Small angle X-ray scattering is an analytical technique used to investigate the solution structure of a macromolecule by measuring the elastic collision of X-rays with macromolecules in solution. A homogenous solution of macromolecules is exposed to a highly collimated X-ray beam. Collision of X-rays with electrons/atoms of the macromolecule scatters the X-rays (Thomson scattering), which constructively or destructively interfere on a detector screen. The interference pattern that is produced can then be processed to produce a one-dimensional scattering curve. Three-dimensional properties of the molecules, such as size, shape and flexibility, can be drawn from the one-dimensional scattering data. Interpretation of scattering data obtained from SAXS can provide information about the sample including its radius of gyration and maximum linear dimension. High quality data enables the generation of an ab initio low resolution model of the sample.
Although X-ray crystallography can provide high, atomic-level resolution information about a protein’s structure, it requires the protein to crystallise. SAXS enables the investigation of protein structure in solution. By comparing the solution structure of the HIV-1 CA protein with crystal structures, we are able to compare the structure of the CA protein before and after assembly, and may determine if a conformational change in the CA protein is necessary for self-assembly into hexamer or pentamer structures.

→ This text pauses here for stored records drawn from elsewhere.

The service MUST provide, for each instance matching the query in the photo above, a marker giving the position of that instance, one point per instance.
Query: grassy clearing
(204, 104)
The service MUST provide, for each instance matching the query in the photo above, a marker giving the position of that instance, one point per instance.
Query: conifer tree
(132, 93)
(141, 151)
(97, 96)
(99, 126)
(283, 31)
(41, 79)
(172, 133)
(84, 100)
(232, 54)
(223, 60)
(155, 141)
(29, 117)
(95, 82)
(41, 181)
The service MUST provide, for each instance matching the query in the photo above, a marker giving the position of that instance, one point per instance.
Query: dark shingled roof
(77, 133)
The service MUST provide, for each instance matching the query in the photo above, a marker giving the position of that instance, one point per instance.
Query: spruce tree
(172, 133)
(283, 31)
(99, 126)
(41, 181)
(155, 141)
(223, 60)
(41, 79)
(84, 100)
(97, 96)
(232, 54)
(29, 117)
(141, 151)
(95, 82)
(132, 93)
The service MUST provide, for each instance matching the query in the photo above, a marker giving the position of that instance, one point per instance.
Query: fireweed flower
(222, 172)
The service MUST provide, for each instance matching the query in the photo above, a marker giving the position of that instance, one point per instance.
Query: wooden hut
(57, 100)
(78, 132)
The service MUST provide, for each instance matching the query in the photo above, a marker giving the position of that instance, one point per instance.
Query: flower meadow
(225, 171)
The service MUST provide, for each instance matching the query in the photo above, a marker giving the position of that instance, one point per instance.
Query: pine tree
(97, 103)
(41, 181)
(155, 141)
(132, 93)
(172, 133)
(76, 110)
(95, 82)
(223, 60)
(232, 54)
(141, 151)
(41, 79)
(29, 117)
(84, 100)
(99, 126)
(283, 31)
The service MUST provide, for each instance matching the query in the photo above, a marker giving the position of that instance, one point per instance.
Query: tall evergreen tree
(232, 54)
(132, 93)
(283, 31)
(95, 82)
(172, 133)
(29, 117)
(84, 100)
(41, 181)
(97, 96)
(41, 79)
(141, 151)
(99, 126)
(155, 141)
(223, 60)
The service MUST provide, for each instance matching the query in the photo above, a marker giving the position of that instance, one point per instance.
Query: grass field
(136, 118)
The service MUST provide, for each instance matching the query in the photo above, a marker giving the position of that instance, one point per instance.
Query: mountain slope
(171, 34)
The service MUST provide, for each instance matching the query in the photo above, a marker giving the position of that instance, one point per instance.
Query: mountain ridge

All SAXS data was collected at the Australian Synchrotron, Melbourne, using the SAXS/WAXS beamline. Size-exclusion chromatography (SEC) was used in line with SAXS (SEC-SAXS) for all samples to ensure their homogeneity. To obtain high quality data, it is essential that the proteins are monodisperse, i.e. the same shape and size (Fig. 1). Proteins were loaded onto a Superdex 200 Increase 10/300 GL column (GE Healthcare) and the proteins were exposed to X-rays as they were eluted. All samples were exposed to X-rays at 2 second frames with a wavelength of 1.127 Å at 4°C and scattering was measured at a q-range of 0.0128-0.625.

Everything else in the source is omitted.